The West’s support for the anti-Iran MKO cult shows the American-European
consensus should have no bearing on the government’s definition of terrorism, an
Iranian newspaper said.
In an op-ed published on Thursday, the conservative Resalat Daily said the government should not accept the dictates of the FTAF regarding how to block finance for terrorists.
Iran has for many years found itself in a blacklist of countries not doing enough to combat money laundering and terrorism financing by the FATF, an international group that sets anti-money laundering and counterterrorist finance (AML/CTF) standards and monitors money laundering worldwide.
Following the early January implementation of the JCPOA, the FATF in June 2016 suspended countermeasures against the country and entered into talks with the Iranian government.
The talks led to an action plan, according to which Tehran must amend its CTF law and join anti-money laundering conventions.
However, in its last meeting held on June 29, the group lamented that "Iran’s action plan has expired with a majority of the action data-x-items remaining incomplete.”
In what must amount to a final warning, the FATF gave Iran until October to implement necessary reforms, otherwise it will decide about Iran’s return to the FATF blacklist.
One requirement the body says that Iran "should fully address” is "adequately criminalising terrorist financing, including by removing the [Iranian] exemption for designated groups ‘attempting to end foreign occupation, colonialism and racism’”.
While the FATF does not name such exempted groups, they are widely believed to include Palestine’s Hamas and Lebanon’s Hezbollah.

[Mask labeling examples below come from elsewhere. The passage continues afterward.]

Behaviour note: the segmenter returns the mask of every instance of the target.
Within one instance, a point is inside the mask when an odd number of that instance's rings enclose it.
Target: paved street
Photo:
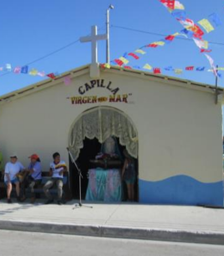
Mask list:
[[[224,246],[0,231],[1,255],[222,256]]]

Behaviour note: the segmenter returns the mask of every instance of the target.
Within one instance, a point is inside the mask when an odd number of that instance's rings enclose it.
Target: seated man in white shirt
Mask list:
[[[46,204],[51,204],[54,202],[52,196],[49,192],[49,189],[54,184],[57,186],[58,205],[62,204],[62,198],[63,187],[63,173],[67,171],[66,164],[64,161],[60,161],[60,154],[56,152],[53,154],[53,162],[50,164],[50,175],[51,179],[44,185],[43,189],[48,199]]]
[[[17,200],[20,202],[19,198],[19,181],[17,178],[17,174],[21,171],[25,170],[23,165],[17,161],[16,154],[13,154],[10,156],[10,162],[8,162],[5,168],[4,182],[7,186],[7,202],[11,203],[11,193],[12,192],[12,184],[15,184]]]

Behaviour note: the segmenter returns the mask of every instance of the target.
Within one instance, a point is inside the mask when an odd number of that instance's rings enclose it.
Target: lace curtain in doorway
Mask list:
[[[91,140],[95,137],[103,143],[110,136],[118,137],[120,144],[126,147],[129,153],[137,158],[137,134],[132,123],[123,113],[106,108],[83,113],[72,128],[70,149],[76,160],[86,137]]]

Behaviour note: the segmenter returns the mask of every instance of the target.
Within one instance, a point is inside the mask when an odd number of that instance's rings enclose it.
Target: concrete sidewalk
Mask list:
[[[92,208],[0,201],[0,229],[224,245],[224,210],[87,203]]]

Some have argued that this condition is out of step with the article 154 of the Iranian Constitution that states while Iran "will not meddle into other nations’ affairs, it supports the rightful struggle of the oppressed against the arrogant forces anywhere in the word”.
The situation has sparked a heated debate in the country.

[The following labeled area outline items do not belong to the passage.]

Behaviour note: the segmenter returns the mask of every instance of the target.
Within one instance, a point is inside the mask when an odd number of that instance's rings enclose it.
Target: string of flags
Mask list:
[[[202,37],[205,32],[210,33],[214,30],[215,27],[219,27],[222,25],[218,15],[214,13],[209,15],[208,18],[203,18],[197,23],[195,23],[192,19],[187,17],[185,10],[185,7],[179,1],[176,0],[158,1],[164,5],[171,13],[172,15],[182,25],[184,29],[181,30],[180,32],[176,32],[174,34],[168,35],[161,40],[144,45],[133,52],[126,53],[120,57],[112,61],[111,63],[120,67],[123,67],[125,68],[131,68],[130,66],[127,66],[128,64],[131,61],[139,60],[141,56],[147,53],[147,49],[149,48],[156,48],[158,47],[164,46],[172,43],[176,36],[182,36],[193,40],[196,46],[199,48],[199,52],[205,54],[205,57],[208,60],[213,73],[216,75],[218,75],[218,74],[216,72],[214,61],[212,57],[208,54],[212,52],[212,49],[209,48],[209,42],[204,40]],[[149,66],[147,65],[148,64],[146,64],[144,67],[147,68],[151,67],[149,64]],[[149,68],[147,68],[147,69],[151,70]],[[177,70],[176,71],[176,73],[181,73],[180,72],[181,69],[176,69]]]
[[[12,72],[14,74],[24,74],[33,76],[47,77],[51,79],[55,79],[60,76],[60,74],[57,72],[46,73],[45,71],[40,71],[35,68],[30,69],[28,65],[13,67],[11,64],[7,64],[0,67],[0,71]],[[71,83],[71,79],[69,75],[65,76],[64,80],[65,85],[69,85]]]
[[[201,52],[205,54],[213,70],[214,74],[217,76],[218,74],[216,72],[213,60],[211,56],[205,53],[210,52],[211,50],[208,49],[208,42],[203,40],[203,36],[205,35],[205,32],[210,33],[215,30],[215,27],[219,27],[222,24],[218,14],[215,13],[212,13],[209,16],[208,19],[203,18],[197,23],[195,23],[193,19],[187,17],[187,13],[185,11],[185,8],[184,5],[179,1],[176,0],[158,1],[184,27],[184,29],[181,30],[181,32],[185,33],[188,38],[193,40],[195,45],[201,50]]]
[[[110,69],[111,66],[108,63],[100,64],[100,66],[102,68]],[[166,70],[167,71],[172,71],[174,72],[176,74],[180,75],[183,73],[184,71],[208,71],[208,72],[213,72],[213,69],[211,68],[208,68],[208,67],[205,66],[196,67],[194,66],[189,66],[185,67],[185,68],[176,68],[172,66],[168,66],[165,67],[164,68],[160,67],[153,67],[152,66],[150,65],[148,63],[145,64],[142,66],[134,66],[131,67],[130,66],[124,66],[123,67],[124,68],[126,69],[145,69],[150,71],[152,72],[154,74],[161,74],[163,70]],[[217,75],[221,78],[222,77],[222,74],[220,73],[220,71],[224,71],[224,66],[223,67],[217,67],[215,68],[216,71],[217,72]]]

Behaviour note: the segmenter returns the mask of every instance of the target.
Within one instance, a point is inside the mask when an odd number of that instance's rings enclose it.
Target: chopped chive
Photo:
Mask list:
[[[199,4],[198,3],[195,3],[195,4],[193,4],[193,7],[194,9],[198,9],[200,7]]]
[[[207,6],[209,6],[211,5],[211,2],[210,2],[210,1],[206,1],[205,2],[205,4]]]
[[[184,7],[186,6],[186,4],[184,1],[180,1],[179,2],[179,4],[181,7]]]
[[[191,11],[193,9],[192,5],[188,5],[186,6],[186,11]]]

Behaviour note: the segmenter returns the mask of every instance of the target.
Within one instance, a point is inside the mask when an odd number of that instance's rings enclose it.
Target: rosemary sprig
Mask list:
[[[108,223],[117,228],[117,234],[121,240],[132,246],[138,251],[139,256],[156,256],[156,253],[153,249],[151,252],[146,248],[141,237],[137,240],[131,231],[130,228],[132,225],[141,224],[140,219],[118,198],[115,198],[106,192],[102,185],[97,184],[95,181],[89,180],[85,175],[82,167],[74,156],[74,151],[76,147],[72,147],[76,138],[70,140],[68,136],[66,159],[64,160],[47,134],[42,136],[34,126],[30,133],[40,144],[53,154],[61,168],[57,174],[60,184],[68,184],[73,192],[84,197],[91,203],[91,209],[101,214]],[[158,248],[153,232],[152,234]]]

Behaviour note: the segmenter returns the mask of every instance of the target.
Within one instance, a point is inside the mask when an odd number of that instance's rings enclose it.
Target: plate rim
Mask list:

Advocates believe the return of Iran to the FATF’s blacklist will isolate Iran from the global economy and provides support for those who seek to undermine the JCPOA.
But critics argue it could hamper Iranian support for allies such as Hezbollah, which the United States has classified as a terrorist organization.
The Iranian government has expressed its reservation that the implementation of the convention should not dispute the legitimate right of nations under colonial domination and foreign occupation for fighting for self-determination.
But opponents in Iran’s parliament have so far blocked legislation toward compliance with FATF standards, believing membership in the group only makes the country vulnerable to outside meddling.
Iran’s Leader Ayatollah Seyyed Ali Khamenei recently suggested that it Iran did not have to join international conventions such as FATF when the consequences are not clear.
Speaking on June 20, the Leader said the parliament should pass legislation to combat money laundering according to its own criteria.
Resalat wrote the latest FATF statement shows Iran’s reservation was worthless and the group insists Tehran should accept its definition of terrorism.
But the group is in no position to lecture Iran on how to fight terrorism, considering the western countries’ double standards on terrorism, the newspaper said.
"The statement was published from Paris [the FATF headquarters], where the Hypocrites [a derogatory name for MKO members] as perfect examples of terrorists whose hands are stained with blood of over 17,000 Iranians, are freely active and hold meetings,” the article said.
MKO is designated a terrorist organization by Iran and Iraq. Washington and the European Union removed MKO from their lists of terrorist organizations in 2012 and 2009, respectively. The group is based in Paris, with a compound for its militiamen located in Albania.
Resalat said the French government’s hosting of MKO members and its green light for holding such a meeting is a flagrant violation of the United Nations Security Council’s Resolution 1373, which bars UN members from providing terrorists with safe havens.
"While FATF is bargaining with Iran over the definition of terrorism, hypocrites who hold a black record in carrying out terrorist operations and committing terrible crimes in Iran and Iraq … were holding a meeting calling for regime change in Iran”, the article said.
The meeting was attended by dozens of current and former officials and military brass from western countries, including 33 Americans.
Rudi Giuliani, US President Donald Trump’s lawyer, Newt Gingrich, a former House speaker and a close Trump ally, Bill Richardson, former US ambassador to the United Nations, US energy secretary and Democratic governor of New Mexico, were also in attendance.